Thursday, 3 July 2014

neil young - a letter home

Neil Young has a 'new' album out. Sort of. There's been a lot of comment about this one, A Letter Home, as it's one of the oddest records Neil has ever put out.
Neil visited Jack White's record store in Nashville where White has a refurbished 1940s recording booth. This immediately presses the recording onto vinyl and many vintage folk and blues records were recorded in this way, back in the day. Neil apparently loved it - not so much low-fi as no-fi whatsoever - and, contrary old goat that he is, he's recorded his whole album via the booth!
Of course this means that the record is smothered in masses of surface noise, pops, crackles and clicks, and at times you can hear the wobbly nature of the vinyl, as the songs warble and flutter. It does really sound like an old 1940s record, thin, reedy, crackly, like a voice from beyond the grave. However, I'm not sure that this is such a good thing. Recording technology has moved on for a reason.

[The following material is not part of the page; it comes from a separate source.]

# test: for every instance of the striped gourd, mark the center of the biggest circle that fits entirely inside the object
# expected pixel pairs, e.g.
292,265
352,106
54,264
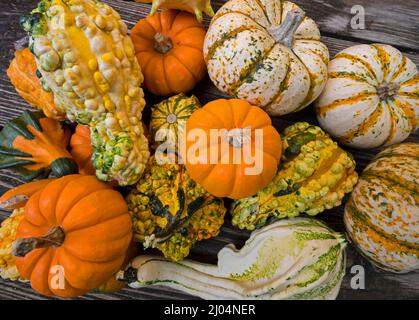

A Letter Home contains just covers of old folk / rock tracks (Dylan, Springsteen, Jansch, Lightfoot, Willie Nelson, the Everly Brothers are all represented) and all are lovely performances, first takes, just Neil the guitar and harmonica (and on a couple of songs, Jack White also pounding away on a piano). And whilst the old fashioned recording does have an undeniable, though weird, charm, I have a feeling that the antique sound will get very annoying after a couple of listens. Which is a shame, as Neil is on fine form and is clearly having a ball, and there's a jaunty, fun mood to many of the tracks. I'd argue that all of these songs deserve to be heard in a better recording.
But this is Neil Young. Inexplicable swerves are his speciality. He's been banging on recently about PONO - a new full fat, totally non-lossless, portable, digital music format. He wants it to rival iTunes, and reckons that the quality it delivers is second to none. Apparently, the next volume of The Archives will not include Blu-Ray (like the last set) but to get the really high-end stuff you'll have to get PONO. Then, just as he's pushing PONO and top sound quality as hard as he can, he releases the lowest-fi album made by anyone in the last 60 years!
Apparently there's also a box set version (though what on earth that includes is anyone's guess - a wax cylinder? An old banjo and a rocking chair so you can create your own version?)
Gotta love Neil, but out of all the weird things he's done (and that's not a short list either!) this has to be one the weirdest ever!